After a small hiatus, we kick off the line amps topic. Bruce Berman has the honour, in sound practices issue 13: My Type 76 Line Preamplifier. In it Bruce discusses in detail many aspects of constructing this line amp: tube/topology/schematic selection; part selection; grounding; power supply; chassis construction; tube rolling.
teaser quote: ‘The design of this line stage preamplifier began with the realization that the overwhelming majority of recorded music, be it LP or digital, is very mediocre in terms of technical quality, and while this is certainly no revelation to most of us, I needed a system which would play most of my records all of the way through. Having a harsh, unnatural-sounding system that will only play Cheskys, Audioquests, Living stereos, and other audiophile-grade recordings to our satisfaction, is foolish and deprives us of the emotions to be realized from the tremendous quantity of music that exists.’ Yes, those were really only two full sentences.
my take
After last week’s brief but deep one-pager, we now have a christmas turkey-sized article that goes deep in its own way.

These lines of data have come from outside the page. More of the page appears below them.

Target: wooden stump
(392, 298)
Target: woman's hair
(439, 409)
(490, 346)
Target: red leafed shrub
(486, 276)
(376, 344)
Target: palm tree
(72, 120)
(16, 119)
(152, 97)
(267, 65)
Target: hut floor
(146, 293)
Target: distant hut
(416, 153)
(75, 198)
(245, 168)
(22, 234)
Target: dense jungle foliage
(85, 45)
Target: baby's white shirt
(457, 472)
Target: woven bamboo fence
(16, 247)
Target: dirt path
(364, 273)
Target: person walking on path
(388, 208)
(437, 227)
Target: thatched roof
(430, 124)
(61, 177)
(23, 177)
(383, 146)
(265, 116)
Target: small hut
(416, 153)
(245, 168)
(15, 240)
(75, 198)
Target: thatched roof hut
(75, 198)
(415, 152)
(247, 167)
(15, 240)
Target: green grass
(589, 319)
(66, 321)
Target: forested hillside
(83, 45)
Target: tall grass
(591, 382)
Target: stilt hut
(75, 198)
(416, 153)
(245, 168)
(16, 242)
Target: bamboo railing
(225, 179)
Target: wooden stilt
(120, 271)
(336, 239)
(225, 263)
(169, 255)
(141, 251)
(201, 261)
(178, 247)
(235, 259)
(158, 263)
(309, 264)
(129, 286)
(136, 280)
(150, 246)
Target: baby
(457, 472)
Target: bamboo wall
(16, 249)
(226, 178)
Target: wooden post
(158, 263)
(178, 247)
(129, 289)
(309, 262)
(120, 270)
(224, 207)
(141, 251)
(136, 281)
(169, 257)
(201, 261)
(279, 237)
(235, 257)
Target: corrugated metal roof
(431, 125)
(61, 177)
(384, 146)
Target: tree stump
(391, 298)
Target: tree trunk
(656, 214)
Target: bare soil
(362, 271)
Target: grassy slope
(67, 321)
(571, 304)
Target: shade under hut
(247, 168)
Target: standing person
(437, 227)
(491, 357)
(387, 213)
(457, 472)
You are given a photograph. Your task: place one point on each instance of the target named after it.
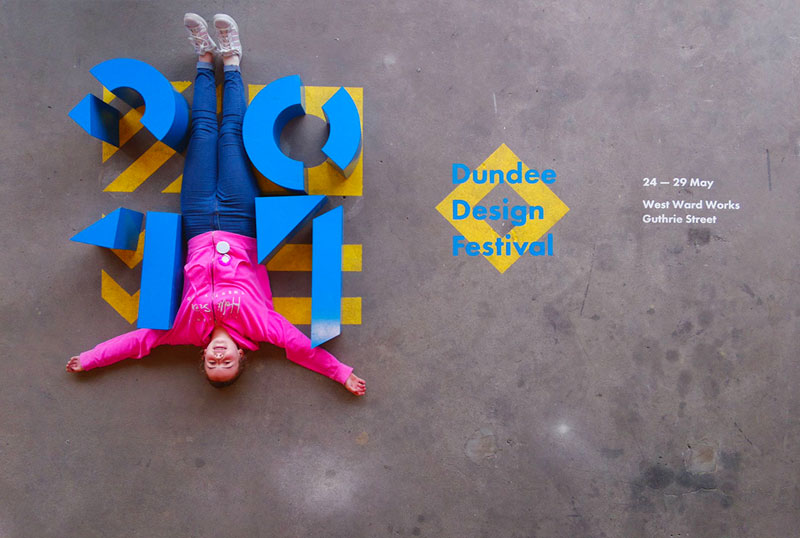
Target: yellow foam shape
(125, 304)
(142, 168)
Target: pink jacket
(236, 295)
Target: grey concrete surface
(640, 383)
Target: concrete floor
(641, 382)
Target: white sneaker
(198, 33)
(228, 35)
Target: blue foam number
(326, 277)
(279, 217)
(97, 118)
(166, 112)
(343, 146)
(267, 115)
(162, 271)
(120, 229)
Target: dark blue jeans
(219, 189)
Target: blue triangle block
(97, 118)
(120, 229)
(279, 217)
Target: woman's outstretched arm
(277, 330)
(133, 345)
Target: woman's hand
(74, 365)
(356, 385)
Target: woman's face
(221, 359)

One thing I like about this article is how Bruce is not trying to sell this line amp to us as a universal solutions to everybody’s problem. Instead—while pointing out that it sets high standards in objective terms—he stresses the system context in which this line amp performs well and for and in which it was optimised.
Meanwhile Bruce spends a lot of time sweating the details and yes, some of it is beautiful to behold. The overall result is certainly very classy, but in my world view there are bigger fish to fry:
- parts quality has ten times more potential than construction quality;
- component values have ten times more potential than parts quality;
- circuit architecture has ten times more potential than component values;
- caveat: a catastrophe, no matter how low the potential of the level, can sabotage everything.
Judging from the article, Bruce spent most of his time and effort on the low-potential stuff. Only occasionally are component values discussed, but that is where it stops.
Component values is exactly where I would start, if I were to work with this basic schematic. Because it is the summer 2010 instead of 1997, I would after strategic decisions about R1, R2 and R3 in the line amp go straight to simulation to see the effects of C1 and C2 then iterate them in tandem to the lowest values needed to get enough bass out, with low phase shift.
C1 in the line amp is of course also part of the power supply, so next would be a trip through PSUD. That cascade of same/similar inductance and capacitance values—OK, it doubles/halves through paralleling in the final stage inside the line amp—looks like a ring fest waiting to happen. So stepping the current draw in PSUD and checking for any voltage wobbles is what needs to be done.